Yesterday we saw part 1 of John’s description of the close of Jesus’ public ministry. And today we come to part 2 of John’s description of the close of Jesus’ public ministry, which also ends John’s description of Holy Week. And like everything else in John’s Gospel there is huge difference between how John depicts the close of Jesus’ public ministry and how Matthew, Mark and Luke depict it.
Even after Jesus had performed so many signs in their presence, they still would not believe in him. This was to fulfill the word of Isaiah the prophet:
“Lord, who has believed our message
and to whom has the arm of the Lord been revealed?”

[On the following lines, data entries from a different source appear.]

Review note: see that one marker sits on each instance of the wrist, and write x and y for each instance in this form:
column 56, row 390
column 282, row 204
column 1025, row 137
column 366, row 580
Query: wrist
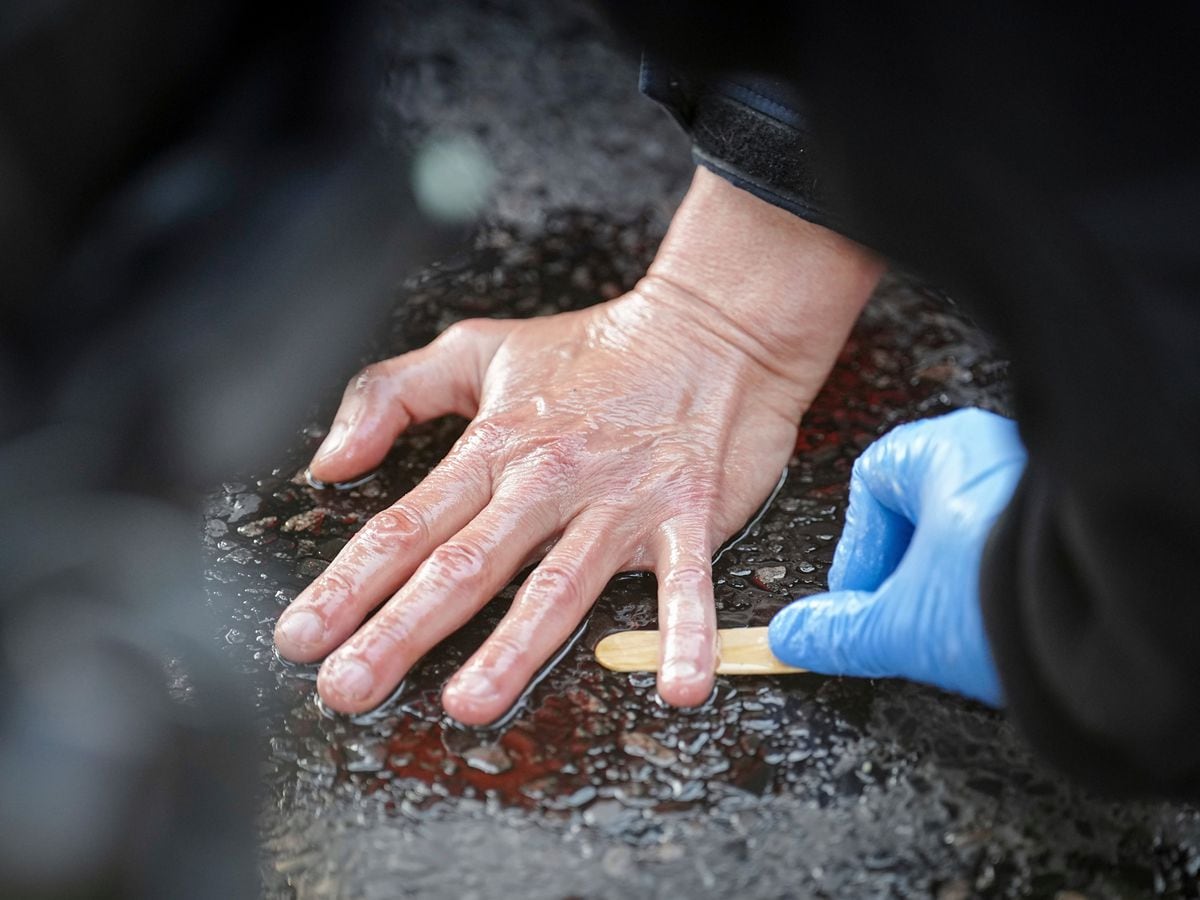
column 787, row 291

For this reason they could not believe, because, as Isaiah says elsewhere:
“He has blinded their eyes
and hardened their hearts,
so they can neither see with their eyes,
nor understand with their hearts,
nor turn—and I would heal them.”
Isaiah said this because he saw Jesus’ glory and spoke about him.
Yet at the same time many even among the leaders believed in him. But because of the Pharisees they would not openly acknowledge their faith for fear they would be put out of the synagogue; for they loved human praise more than praise from God.—12:37-43
This section explains why so few believed in Jesus during his earthly ministry. The quotations from Isaiah explain (from a prophetic perspective) what was taking place at this time. The lack of response of the crowds was not a failure on Jesus’ part but was part of the divine plan. While Isaiah referred to God’s glory, John make no distinction between the glory of God and the glory of Jesus. Not everyone rejected Jesus’ signs as being from God, but because of the fear of the Jews, many did not confess him openly. They loved the praise and glory of people more than the praise of God.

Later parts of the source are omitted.